Balancing your hormones naturally starts with a healthy diet and balanced blood sugar.
Our nutritionist Taryn Guzik’s top tips for healthy hormones:
1. Stabilize blood sugar
Eat frequently, and include protein + fat + fibre in each snack/meal that you eat.
Everything you eat gets broken down into glucose – fuel for your body and brain.
This glucose enters your blood stream and impacts your blood sugar levels.
Your blood sugar needs to stay within a healthy range for your body to function optimally. If it’s too low (hypoglycemia) it can cause weakness, lightheadedness, headaches and low energy and mood.
If it’s chornically high it causes inflammation and puts you at high risk for chronic diseases such as diabetes and heart disease.
Different foods get digested at different rates.
Foods that are digested more slowly such as protein and fat, especialy with the addition of fibre, get absorbed into your blood stream more slowly causing a slow steady rise in blood sugar.
These foods keep your blood sugar stable which keeps your mood and energy balanced, but also supports healthy hormones.
2. Eat enough healthy fats
Good sources of healthy fats include olive oil, avocados, nuts and seeds and fatty fish.
Your body uses healthy fats to build hormones, so geting enough healthy fats in your diet is extremely important.
3. Eat enough fibre:
At least 30 g per day from a variety of sources including fruits and vegetables, legumes, and whole grains.
Many women experience estrogen dominance which can cause PMS symptoms: this is high estrogen relative to progesterone levels.
Fibre binds to estrogen and helps your to eliminate excess estrogen through bowel movements.
Overnight Carrot Cake Oats are packed full of fibre, protein and healthy fats to balance your blood sugar and hormones.
Taryn’s Carrot Cake Overnight Oats
This hormone healthy breakfast is super easy and filling way to power your day.

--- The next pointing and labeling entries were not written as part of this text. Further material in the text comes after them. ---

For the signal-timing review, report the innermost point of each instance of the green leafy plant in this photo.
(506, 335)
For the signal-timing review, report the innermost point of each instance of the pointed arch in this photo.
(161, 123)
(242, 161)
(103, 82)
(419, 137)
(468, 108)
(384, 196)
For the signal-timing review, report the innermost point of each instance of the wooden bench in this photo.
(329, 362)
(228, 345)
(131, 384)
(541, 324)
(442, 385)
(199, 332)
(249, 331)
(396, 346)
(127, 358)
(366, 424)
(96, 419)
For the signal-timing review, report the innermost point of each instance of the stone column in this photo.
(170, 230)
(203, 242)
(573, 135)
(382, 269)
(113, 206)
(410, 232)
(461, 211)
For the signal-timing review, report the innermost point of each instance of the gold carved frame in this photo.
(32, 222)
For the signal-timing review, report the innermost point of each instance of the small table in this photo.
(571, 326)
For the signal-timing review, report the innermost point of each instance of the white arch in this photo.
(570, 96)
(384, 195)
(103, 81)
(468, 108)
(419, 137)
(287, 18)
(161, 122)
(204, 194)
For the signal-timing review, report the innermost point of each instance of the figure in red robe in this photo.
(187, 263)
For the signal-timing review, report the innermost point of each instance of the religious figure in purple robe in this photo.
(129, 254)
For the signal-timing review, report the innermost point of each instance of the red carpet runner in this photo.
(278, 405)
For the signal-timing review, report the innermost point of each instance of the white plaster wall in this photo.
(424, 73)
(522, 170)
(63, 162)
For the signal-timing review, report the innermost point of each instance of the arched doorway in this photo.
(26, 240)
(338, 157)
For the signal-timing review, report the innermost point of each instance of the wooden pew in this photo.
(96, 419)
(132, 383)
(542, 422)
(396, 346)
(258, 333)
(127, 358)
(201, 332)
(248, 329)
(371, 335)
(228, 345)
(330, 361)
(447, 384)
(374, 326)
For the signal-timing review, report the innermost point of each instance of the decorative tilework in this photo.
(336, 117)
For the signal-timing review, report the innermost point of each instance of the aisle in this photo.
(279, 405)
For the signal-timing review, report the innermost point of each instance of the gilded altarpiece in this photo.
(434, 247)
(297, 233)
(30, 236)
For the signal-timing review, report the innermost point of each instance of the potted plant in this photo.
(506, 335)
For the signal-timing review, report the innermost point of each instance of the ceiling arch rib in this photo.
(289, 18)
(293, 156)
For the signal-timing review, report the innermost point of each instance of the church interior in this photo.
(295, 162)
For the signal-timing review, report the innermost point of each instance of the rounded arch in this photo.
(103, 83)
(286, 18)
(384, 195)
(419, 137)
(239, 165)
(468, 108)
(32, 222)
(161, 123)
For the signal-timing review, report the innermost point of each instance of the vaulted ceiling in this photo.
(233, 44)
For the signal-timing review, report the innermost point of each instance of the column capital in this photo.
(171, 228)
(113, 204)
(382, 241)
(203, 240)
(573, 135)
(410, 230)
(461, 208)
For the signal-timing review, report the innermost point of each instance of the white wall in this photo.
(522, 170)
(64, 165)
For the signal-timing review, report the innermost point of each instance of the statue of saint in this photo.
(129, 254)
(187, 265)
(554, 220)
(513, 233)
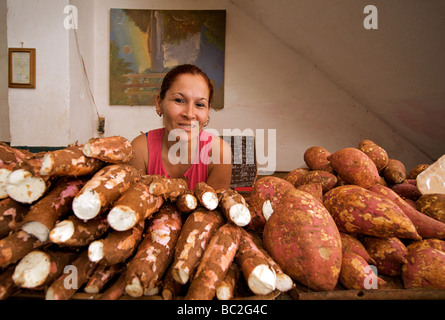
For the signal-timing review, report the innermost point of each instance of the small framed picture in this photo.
(22, 68)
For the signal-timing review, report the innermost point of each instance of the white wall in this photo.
(267, 86)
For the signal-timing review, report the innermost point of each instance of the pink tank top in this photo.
(198, 171)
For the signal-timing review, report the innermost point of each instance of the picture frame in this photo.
(22, 68)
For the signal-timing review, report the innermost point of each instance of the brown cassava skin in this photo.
(316, 158)
(326, 179)
(58, 261)
(156, 251)
(55, 204)
(355, 273)
(302, 238)
(140, 201)
(215, 263)
(268, 188)
(433, 205)
(294, 176)
(394, 172)
(109, 183)
(115, 149)
(350, 243)
(376, 153)
(355, 167)
(69, 161)
(425, 269)
(84, 233)
(426, 226)
(416, 170)
(15, 246)
(195, 235)
(358, 210)
(11, 215)
(249, 256)
(169, 188)
(102, 275)
(389, 254)
(118, 246)
(63, 288)
(7, 286)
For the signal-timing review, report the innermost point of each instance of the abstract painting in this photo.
(146, 44)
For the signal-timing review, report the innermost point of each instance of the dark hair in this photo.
(171, 76)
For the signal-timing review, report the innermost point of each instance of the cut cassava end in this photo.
(43, 215)
(261, 278)
(117, 246)
(39, 268)
(206, 195)
(105, 187)
(155, 252)
(11, 215)
(193, 239)
(134, 206)
(69, 161)
(115, 149)
(215, 262)
(234, 207)
(24, 187)
(74, 232)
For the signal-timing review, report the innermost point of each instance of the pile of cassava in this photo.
(82, 220)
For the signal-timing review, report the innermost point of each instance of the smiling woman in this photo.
(182, 149)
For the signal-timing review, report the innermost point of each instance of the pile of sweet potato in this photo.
(353, 219)
(386, 233)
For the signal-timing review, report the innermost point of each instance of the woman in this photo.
(181, 149)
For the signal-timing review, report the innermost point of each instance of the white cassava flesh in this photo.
(62, 231)
(267, 209)
(262, 280)
(122, 218)
(32, 270)
(96, 251)
(4, 173)
(87, 205)
(240, 214)
(210, 200)
(23, 187)
(37, 229)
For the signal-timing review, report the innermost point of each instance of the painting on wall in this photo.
(146, 44)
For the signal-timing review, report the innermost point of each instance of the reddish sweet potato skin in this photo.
(358, 210)
(303, 239)
(355, 167)
(425, 269)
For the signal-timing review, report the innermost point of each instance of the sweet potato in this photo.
(356, 274)
(266, 192)
(355, 167)
(433, 205)
(358, 210)
(432, 179)
(426, 226)
(350, 243)
(326, 179)
(316, 158)
(394, 172)
(425, 269)
(302, 238)
(375, 152)
(389, 254)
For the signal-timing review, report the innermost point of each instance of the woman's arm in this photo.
(220, 167)
(140, 158)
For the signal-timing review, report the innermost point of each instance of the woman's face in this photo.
(185, 106)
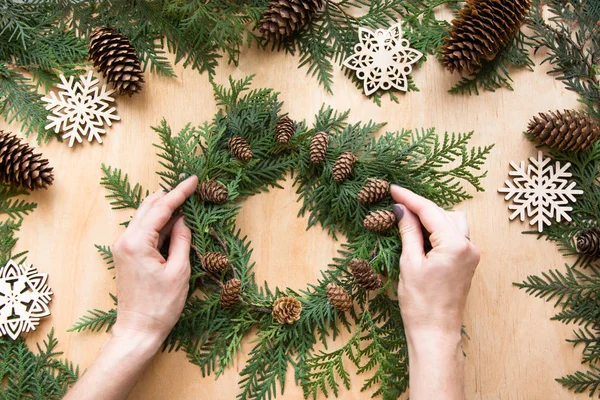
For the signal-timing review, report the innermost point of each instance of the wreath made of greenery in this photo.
(356, 293)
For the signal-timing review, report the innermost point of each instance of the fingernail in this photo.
(398, 211)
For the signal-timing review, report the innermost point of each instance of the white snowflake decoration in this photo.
(382, 59)
(81, 109)
(540, 191)
(24, 298)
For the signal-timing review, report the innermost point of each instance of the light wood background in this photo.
(515, 351)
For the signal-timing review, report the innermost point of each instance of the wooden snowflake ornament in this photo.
(81, 109)
(24, 298)
(383, 59)
(540, 191)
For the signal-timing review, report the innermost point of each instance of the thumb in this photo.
(179, 248)
(411, 234)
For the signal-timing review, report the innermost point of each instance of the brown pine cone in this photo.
(286, 310)
(339, 297)
(231, 293)
(114, 56)
(284, 130)
(373, 191)
(566, 131)
(283, 18)
(214, 262)
(588, 243)
(20, 166)
(364, 275)
(318, 147)
(239, 148)
(343, 166)
(482, 28)
(212, 192)
(379, 221)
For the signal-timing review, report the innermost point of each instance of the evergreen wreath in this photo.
(225, 303)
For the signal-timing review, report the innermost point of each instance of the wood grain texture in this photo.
(515, 351)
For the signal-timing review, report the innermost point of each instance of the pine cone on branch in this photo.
(364, 275)
(373, 191)
(343, 166)
(318, 147)
(482, 29)
(214, 262)
(379, 221)
(231, 293)
(339, 297)
(20, 166)
(284, 130)
(565, 131)
(283, 18)
(114, 56)
(239, 148)
(588, 243)
(212, 192)
(286, 310)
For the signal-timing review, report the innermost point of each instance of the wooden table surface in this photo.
(515, 351)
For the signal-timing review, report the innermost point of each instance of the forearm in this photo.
(436, 366)
(118, 367)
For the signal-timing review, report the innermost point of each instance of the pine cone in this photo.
(318, 147)
(482, 28)
(364, 275)
(20, 166)
(214, 262)
(239, 147)
(115, 57)
(343, 166)
(338, 296)
(373, 191)
(286, 310)
(284, 130)
(379, 221)
(588, 243)
(566, 131)
(213, 192)
(230, 294)
(283, 18)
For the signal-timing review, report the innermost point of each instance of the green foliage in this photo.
(212, 335)
(28, 375)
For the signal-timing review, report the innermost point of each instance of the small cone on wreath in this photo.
(283, 18)
(239, 148)
(318, 147)
(364, 275)
(379, 221)
(284, 130)
(339, 297)
(588, 243)
(212, 192)
(20, 166)
(482, 28)
(342, 169)
(230, 293)
(565, 131)
(214, 262)
(286, 310)
(114, 56)
(373, 191)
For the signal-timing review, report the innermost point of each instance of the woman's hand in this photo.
(151, 293)
(150, 289)
(432, 292)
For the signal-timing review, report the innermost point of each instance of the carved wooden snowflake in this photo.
(540, 191)
(24, 298)
(81, 109)
(383, 59)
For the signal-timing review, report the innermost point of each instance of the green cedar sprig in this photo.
(212, 335)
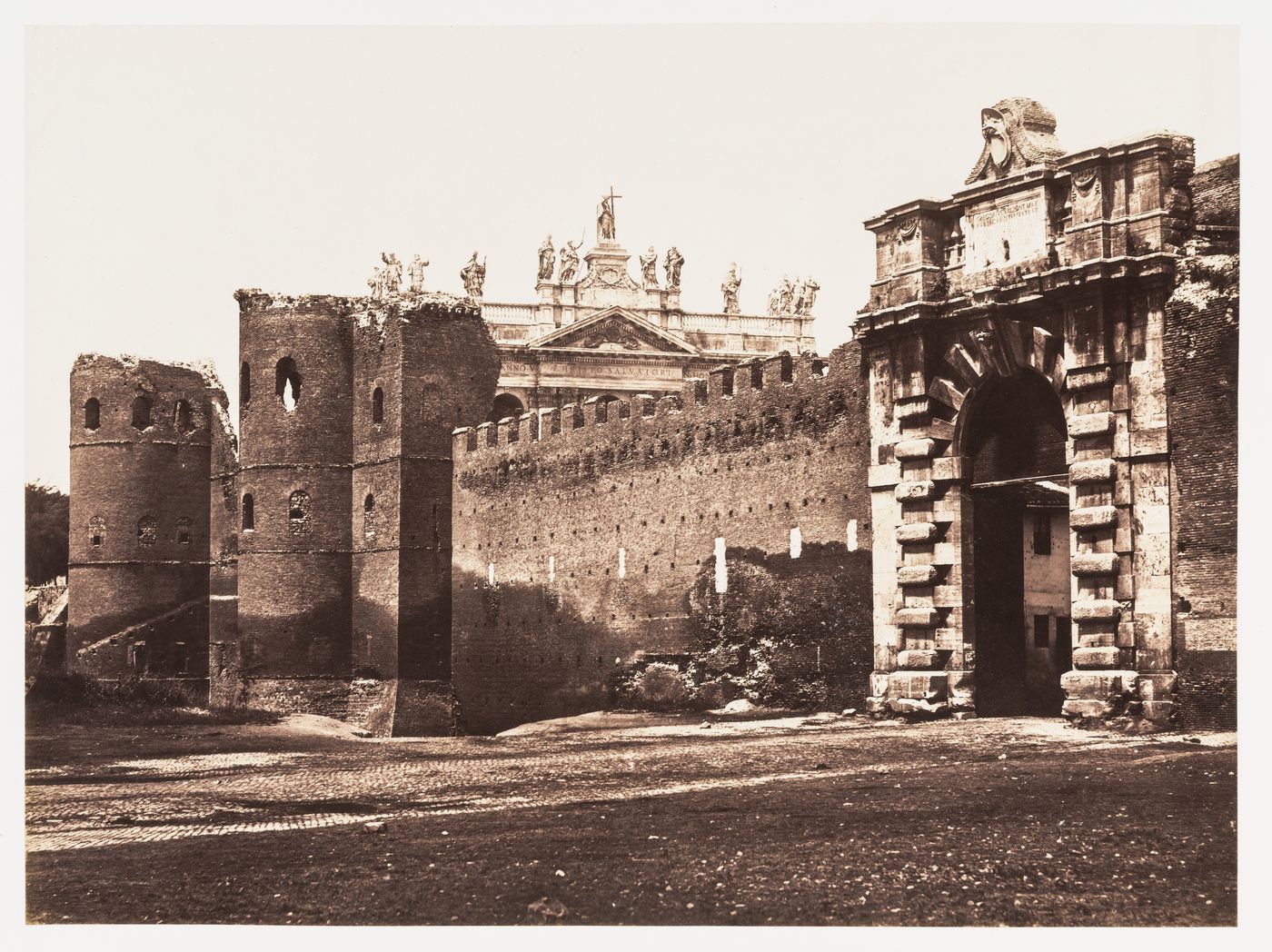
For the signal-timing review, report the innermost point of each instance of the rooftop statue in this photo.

This recipe is brought to you by nutritionist Taryn Guzik.
Healthy fats and fibre are key for healthy hormones. Walnuts are a great source of omega 3 fats. The fibre and the protein from the oats help stabilize blood sugar levels to keep your energy and mood balanced and build healthy hormones.
- 1/2 cup grated carrot
- 1/2 cup quick oats
- 1 tbsp ground flax seeds
- 1/2 cup coconut milk (unsweetened, carton)
- 1 cup filtered water
- 1/2 tsp cinnamon
- 1/4 tsp ground ginger
- 1/4 tsp ground nutmeg
- 1 tbsp maple syrup
- 2 tbsp walnuts
- 1 tbsp coconut flakes
- Combine all the ingredients except walnuts and coconut flakes and let sit for a few hours, or overnight. When ready to serve, top with coconut and walnuts and enjoy!